A posted sign in a kitchen reads “Every Second Counts,” but “The Bear” is clearly in no hurry during its third season, proceeding at the slow-cooked pace of a show simmered in accolades and Emmys. Granted, the awards have come in a category in which the Hulu series doesn’t really belong, but it remains TV’s version of fine dining: big white plates with small but mouth-watering dollops of food on them.

As noted, labeling the FX-produced program a comedy has more to do with award politicking than content, since the show merits that categorical designation less than almost any of the acclaimed series submitted on comedy ballots for award purposes, shows like “Barry” and “Nurse Jackie” among them.

Like the last streaming comedy awards darling, “Ted Lasso,” “The Bear” also manages to be very good and still feel a touch over-praised, perhaps in part because the adjectives thrown around to describe it understandably seek to match the volume of coverage devoted to it.

The latest season’s first episode nicely sets the table for the nine episodes to come, playing almost like a visual poem while reintroducing the characters.

At Hulu’s request, any spoiler-ish specifics need to be scarce, but series creator Christopher Storer (who directed seven of the new season’s 10 installments) has the luxury of playing the long game, indulging in episodes devoted to individual players, while teasing out various threads without feeling compelled to pay everything off.

Ricky Staffieri, Jeremy Allen White and Matty Matheson in "The Bear." - Chuck Hodes/FX
Ricky Staffieri, Jeremy Allen White and Matty Matheson in "The Bear." - Chuck Hodes/FX

The season’s theme centers on the pursuit of dreams, both for chef Carmy (Jeremy Allen White) and his able right hand Sydney (Ayo Edebiri), as they continue the process of transforming the restaurant into a fine-dining destination. Woven into that, given the recurring ghosts from Carmy’s past, is the question of whether one must become a jerk to succeed in this business, contemplating distinctions between leading employees with a firm rein and a suffocating, soul-crushing one.

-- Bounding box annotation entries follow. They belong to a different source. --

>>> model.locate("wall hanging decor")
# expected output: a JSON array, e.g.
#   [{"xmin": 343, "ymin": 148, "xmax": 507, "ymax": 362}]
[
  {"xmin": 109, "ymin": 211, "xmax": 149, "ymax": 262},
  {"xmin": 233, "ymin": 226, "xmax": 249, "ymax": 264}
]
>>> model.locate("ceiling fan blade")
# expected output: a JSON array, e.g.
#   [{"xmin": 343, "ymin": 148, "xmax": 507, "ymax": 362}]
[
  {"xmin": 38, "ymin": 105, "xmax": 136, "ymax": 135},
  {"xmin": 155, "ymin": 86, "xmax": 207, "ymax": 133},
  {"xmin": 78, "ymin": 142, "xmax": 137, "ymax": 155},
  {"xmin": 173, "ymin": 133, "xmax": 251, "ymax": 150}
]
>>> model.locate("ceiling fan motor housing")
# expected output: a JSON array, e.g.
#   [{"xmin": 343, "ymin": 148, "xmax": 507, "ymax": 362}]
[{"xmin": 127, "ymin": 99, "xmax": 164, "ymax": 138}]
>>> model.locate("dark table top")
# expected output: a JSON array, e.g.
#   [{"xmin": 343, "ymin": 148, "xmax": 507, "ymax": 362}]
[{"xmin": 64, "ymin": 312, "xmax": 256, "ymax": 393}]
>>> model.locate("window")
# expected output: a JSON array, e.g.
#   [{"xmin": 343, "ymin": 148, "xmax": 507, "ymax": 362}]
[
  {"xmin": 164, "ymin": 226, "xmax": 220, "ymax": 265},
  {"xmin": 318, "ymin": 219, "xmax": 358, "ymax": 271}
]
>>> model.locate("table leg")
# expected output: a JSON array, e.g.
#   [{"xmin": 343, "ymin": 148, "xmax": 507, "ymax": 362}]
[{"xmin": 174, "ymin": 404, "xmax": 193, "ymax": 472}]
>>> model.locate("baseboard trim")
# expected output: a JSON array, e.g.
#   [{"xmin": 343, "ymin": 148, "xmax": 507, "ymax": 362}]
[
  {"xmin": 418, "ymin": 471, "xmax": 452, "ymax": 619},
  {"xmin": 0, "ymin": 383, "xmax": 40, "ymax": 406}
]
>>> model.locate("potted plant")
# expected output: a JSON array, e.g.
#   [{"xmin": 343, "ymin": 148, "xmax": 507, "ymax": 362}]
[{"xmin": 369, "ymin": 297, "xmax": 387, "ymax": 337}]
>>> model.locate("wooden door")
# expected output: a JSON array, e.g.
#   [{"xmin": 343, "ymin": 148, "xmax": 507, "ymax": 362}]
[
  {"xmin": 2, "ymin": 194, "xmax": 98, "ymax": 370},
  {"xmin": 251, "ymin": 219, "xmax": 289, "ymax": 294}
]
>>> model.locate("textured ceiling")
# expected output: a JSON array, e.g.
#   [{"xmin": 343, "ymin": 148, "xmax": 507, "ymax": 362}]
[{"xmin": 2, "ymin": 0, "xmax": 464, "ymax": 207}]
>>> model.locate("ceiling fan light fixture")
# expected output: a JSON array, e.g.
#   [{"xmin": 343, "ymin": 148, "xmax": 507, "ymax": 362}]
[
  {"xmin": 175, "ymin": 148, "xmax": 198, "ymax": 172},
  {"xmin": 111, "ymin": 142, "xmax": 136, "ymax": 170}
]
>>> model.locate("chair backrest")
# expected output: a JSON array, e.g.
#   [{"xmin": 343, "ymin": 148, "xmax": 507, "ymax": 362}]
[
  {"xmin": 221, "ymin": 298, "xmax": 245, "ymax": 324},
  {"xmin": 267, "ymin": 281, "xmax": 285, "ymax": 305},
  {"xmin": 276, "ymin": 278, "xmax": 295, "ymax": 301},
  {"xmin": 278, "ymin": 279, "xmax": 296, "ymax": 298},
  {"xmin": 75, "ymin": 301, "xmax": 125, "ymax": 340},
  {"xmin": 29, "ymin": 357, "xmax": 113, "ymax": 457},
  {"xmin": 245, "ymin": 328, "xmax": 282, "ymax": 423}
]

The cast remains splendid and the storytelling moody and lyrical, in a way that both challenges the audience and rewards them for paying attention to small details.

What “The Bear” has lost is the element of surprise that greeted its arrival. By now there’s less novelty in its fly-on-the-wall access to what goes on inside a kitchen, and once your leading man has become a marquee Calvin Klein model and high-level celebrity cameos (some new, others familiar) start piling up, it’s harder to position the show as a plucky underdog.

The world occupied by “The Bear” is also a place where reviews matter very much, an attribute the Michelin-star-obsessed business of high-end restaurants shares with the awards-chasing strategies of streaming.

At this point, though, the series has surely become review-proof, having earned the loyal patronage of those viewers happy to watch Storer and company spin plates, even during those meticulously prepared stretches, narratively speaking, when “The Bear” is just spinning its wheels.

“The Bear” launched its third season June 26 on Hulu.